Aaah, the first of the month. I spent yesterday in Raleigh, visiting Whole Foods, Costco and Trader Joe’s.
When you first go gluten-free, the first question you ask is “But *what* will I eat? Then you look at some GF pastas, breads, and flours and the second thing you ask is “But how can I afford this?”
Perhaps this new lifestyle suited our family well because my husband I already happily would travel to shop at a Whole Foods or Trader Joe’s where local, seasonal or organic foods were available. We were already label-readers. We were already concerned that our food didn’t come out of boxes. We were already concerned with making sure that we maintained our bodies and environment through the choices we made.
But let’s address the first question. “What will I eat??? Everything has gluten (and dairy, if you cut both) in it!!!”
That’s the crux of the issue. Actually, most foods *don’t* have gluten in them. It’s just that wheat is so cheap and is used as a cheap filler in processed foods.
That old rule of nutritionists… shop the outside of a grocery store and avoid the inside, and you’ll have healthier choices holds true here. There is a world of food out there. When I first started, I’d buy something each grocery trip I’d never tried before or at least didn’t know much about. That led to us trying parsnips, bison, swiss chard, lamb, millet. Other things I might have liked, or didn’t like so much, that are now staples. Mostly vegetables, in our case.

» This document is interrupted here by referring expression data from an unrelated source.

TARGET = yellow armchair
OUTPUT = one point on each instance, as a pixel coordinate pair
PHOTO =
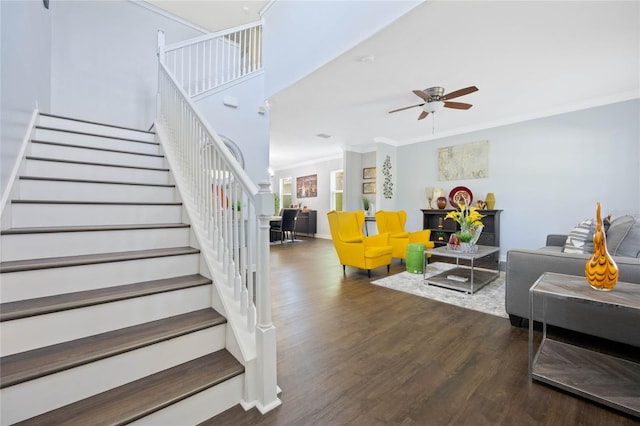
(353, 248)
(393, 223)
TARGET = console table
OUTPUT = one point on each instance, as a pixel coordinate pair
(441, 228)
(604, 378)
(306, 223)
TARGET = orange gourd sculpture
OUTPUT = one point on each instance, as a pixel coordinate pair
(601, 270)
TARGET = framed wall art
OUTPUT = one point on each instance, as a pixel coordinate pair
(369, 187)
(369, 173)
(307, 186)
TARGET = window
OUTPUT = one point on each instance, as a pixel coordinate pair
(286, 188)
(337, 179)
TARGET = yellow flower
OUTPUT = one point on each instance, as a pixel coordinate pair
(466, 217)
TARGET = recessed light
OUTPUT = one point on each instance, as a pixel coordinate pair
(367, 59)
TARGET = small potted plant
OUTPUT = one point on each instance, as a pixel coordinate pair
(469, 219)
(366, 204)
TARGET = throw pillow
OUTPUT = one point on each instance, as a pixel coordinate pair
(623, 237)
(578, 237)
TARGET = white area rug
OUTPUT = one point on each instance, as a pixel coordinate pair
(489, 299)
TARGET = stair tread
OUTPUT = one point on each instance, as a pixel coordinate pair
(99, 135)
(108, 182)
(142, 397)
(90, 163)
(61, 302)
(91, 228)
(30, 365)
(88, 259)
(95, 148)
(46, 114)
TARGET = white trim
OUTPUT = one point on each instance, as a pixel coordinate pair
(168, 15)
(18, 163)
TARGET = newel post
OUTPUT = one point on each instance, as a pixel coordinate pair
(160, 53)
(267, 386)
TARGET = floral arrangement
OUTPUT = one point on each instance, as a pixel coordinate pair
(469, 219)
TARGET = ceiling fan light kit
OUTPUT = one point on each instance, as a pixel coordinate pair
(435, 99)
(433, 106)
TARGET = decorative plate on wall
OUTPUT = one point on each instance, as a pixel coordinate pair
(458, 194)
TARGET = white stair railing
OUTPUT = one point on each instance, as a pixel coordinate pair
(205, 63)
(230, 217)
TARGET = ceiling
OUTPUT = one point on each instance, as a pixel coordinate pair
(213, 15)
(528, 59)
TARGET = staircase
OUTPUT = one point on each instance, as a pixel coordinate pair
(105, 317)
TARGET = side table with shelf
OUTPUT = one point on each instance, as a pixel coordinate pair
(601, 377)
(434, 220)
(306, 223)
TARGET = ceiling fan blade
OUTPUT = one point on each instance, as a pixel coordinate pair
(457, 105)
(423, 95)
(460, 92)
(402, 109)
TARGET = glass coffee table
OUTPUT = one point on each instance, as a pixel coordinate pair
(462, 278)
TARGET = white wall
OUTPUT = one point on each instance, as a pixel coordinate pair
(243, 125)
(25, 64)
(322, 202)
(301, 36)
(547, 174)
(104, 64)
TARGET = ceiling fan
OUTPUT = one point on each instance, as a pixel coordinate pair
(435, 99)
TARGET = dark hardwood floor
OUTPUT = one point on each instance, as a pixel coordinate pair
(352, 353)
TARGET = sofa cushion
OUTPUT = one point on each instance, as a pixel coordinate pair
(578, 237)
(623, 238)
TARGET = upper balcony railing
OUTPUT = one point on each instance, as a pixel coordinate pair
(229, 213)
(213, 60)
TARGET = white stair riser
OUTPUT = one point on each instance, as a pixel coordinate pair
(55, 169)
(88, 191)
(79, 126)
(95, 141)
(25, 215)
(49, 282)
(200, 407)
(38, 396)
(60, 152)
(58, 244)
(34, 332)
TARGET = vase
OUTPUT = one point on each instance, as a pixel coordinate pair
(490, 201)
(601, 270)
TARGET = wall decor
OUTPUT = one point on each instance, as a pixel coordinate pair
(369, 173)
(369, 187)
(307, 186)
(387, 187)
(468, 161)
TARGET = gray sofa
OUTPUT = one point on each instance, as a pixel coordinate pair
(524, 267)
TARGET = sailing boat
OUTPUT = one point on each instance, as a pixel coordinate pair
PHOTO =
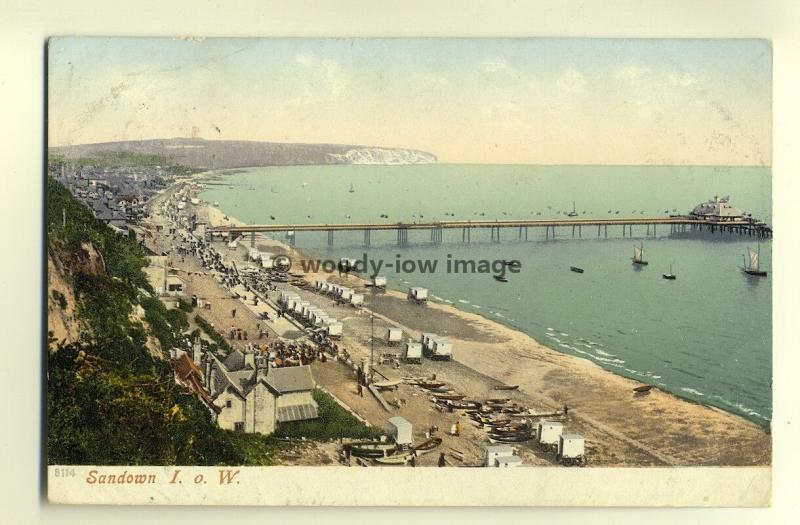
(573, 213)
(669, 276)
(753, 268)
(638, 255)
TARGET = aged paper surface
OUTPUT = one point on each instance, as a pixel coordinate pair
(546, 259)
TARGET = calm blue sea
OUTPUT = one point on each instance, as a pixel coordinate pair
(705, 336)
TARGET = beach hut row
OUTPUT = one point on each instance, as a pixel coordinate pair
(436, 347)
(342, 294)
(570, 448)
(309, 314)
(265, 259)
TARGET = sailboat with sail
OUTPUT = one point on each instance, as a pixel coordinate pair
(754, 268)
(573, 213)
(638, 255)
(669, 276)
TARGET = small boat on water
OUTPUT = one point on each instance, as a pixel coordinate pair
(573, 213)
(669, 276)
(753, 268)
(638, 255)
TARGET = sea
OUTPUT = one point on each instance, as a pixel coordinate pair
(705, 336)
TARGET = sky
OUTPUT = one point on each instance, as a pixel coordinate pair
(520, 101)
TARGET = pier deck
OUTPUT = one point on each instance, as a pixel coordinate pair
(749, 227)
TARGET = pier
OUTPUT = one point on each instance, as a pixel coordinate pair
(556, 228)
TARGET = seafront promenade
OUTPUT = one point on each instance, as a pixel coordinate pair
(621, 429)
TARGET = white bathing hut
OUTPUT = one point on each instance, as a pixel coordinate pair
(492, 452)
(571, 448)
(418, 294)
(412, 353)
(394, 335)
(549, 432)
(400, 431)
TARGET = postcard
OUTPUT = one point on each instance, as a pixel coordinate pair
(417, 271)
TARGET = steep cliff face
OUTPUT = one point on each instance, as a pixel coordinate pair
(62, 323)
(222, 154)
(382, 156)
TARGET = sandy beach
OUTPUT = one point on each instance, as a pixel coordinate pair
(621, 428)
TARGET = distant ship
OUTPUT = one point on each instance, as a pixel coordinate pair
(573, 213)
(669, 276)
(753, 268)
(638, 255)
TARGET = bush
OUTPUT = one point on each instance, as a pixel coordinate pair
(186, 307)
(108, 401)
(334, 422)
(61, 299)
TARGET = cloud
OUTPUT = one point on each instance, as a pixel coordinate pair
(336, 79)
(571, 81)
(498, 65)
(304, 59)
(682, 79)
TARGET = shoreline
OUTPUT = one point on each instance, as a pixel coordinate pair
(666, 425)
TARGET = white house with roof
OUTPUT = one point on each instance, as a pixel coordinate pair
(717, 209)
(253, 397)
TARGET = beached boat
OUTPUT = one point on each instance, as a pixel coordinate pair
(754, 268)
(506, 387)
(449, 397)
(431, 384)
(520, 437)
(464, 405)
(385, 385)
(370, 449)
(394, 459)
(428, 445)
(638, 255)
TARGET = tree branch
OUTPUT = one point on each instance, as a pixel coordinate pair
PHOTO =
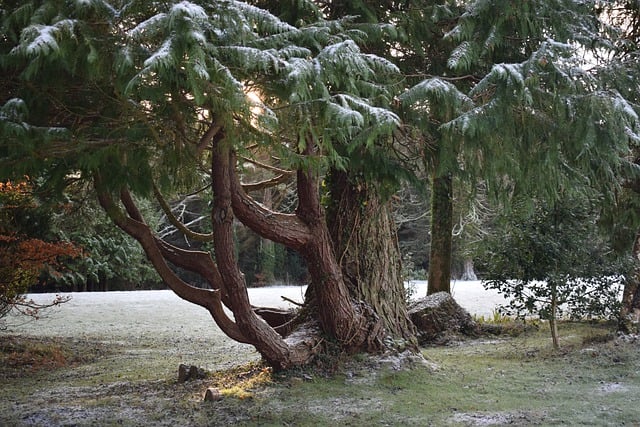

It’s true, even with eating around whole foods, there is still alot of wheat around. Bread, sandwiches, tortillas, burritos, crackers. Sure, it’s all wheat. But you’ll find that once you start to rely on other foods, you need those less.
Then the second question… “How do I afford these foods?”
That comes back to the same principle. No one forces you to buy a $7 loaf of gluten-free bread and a $3.50 box of gluten-free pasta. Except those opiate receptors that gluten acts on… but that’s another post.
If you focus on whole foods, you just don’t need all those packaged gluten free products. I’m not preachy here. I’ve bought a lot of gluten free products. The beginning of the month also means my amazon subscribe and save purchases arrive, mostly gluten-free mixes and flours.
But if you go more package free along with gluten free, it’s really not so bad.
Or better yet, don’t just go light on the packages. Go light on the grocery store. Farmer’s Market’s are by far the easiest way to get affordable food. The only caveat is that you have to eat more vegetables and less packaged junk!
I’ve seen friends go to the Farmer’s Market and buy three tomatoes and then go grocery shopping later. We may have used to have done that, but no longer. During the right seasons, I spend as much at the Farmer’s Market as I do at the store, but get more for it.
Last summer, we bought our veggies and eggs from the market, and only meat from the local stores.
Now, I have learned to budget and buy enough meat (so that I can afford organic/local) from Whole Foods, Costco and Trader Joe’s) at the beginning of the month and utilize our deep freezer, so that the rest of the month I buy only fresh stuff– fruits and veggies.
There are many things we afford because of my use of Amazon.com, too. Organic canned beans… I think $2.29 and more locally. $1 and some change with Amazon subscribe and save. What about gluten-free cake mixes and flours? I save atleast $2 or more on several of the brands I buy online.
Cashews, the vegan or dairy free person’s dream come true, are not cheap, especially for raw or organic. Often $12 a pound. The broken pieces of $6.50 at Whole Foods, and whole raw ones are $6.00 a pound at Trader Joe’s. I order ten pounds at a time, getting them at $5 a pound online.
I just made some cashew cream. It’s wonderful stuff.
Also, I’ve found a local grassfed beef place, that I’ve got to make a large order from but need to organize with some friends to do.
Once you start to dissect those two big worries about eating more whole foods in general or gluten-free, you start to learn that you just may want to rethink the way you buy and the way you eat. And it’s really not any more work, it’s just different.
I personally, was easy on myself at first. I bought whatever GF goodies I wanted. But that did add up too much, and any time you are eating loads of packaged stuff it’s less healthy than cooking whole foods. I gave myself several months to treat myself and not worry about costs, and now I have figured out ways to maintain our new, happier lifestyle.
Yesterday at Whole Foods, I bought grassfed beef on sale and some fresh greens and other things. I didn’t need to buy the expensive gluten-free cake mixes because those are coming online.
What do we eat? Everything but gluten.
How do we afford it? We budget and we’re creative and we support local farmers.
I have friends who live in places where they have several farmer’s markets to choose from that run year round. I am jealous of them. I hope Farmer’s Markets will get larger and longer running and easier to access here, so that others who would find the work I do to shop at them easier.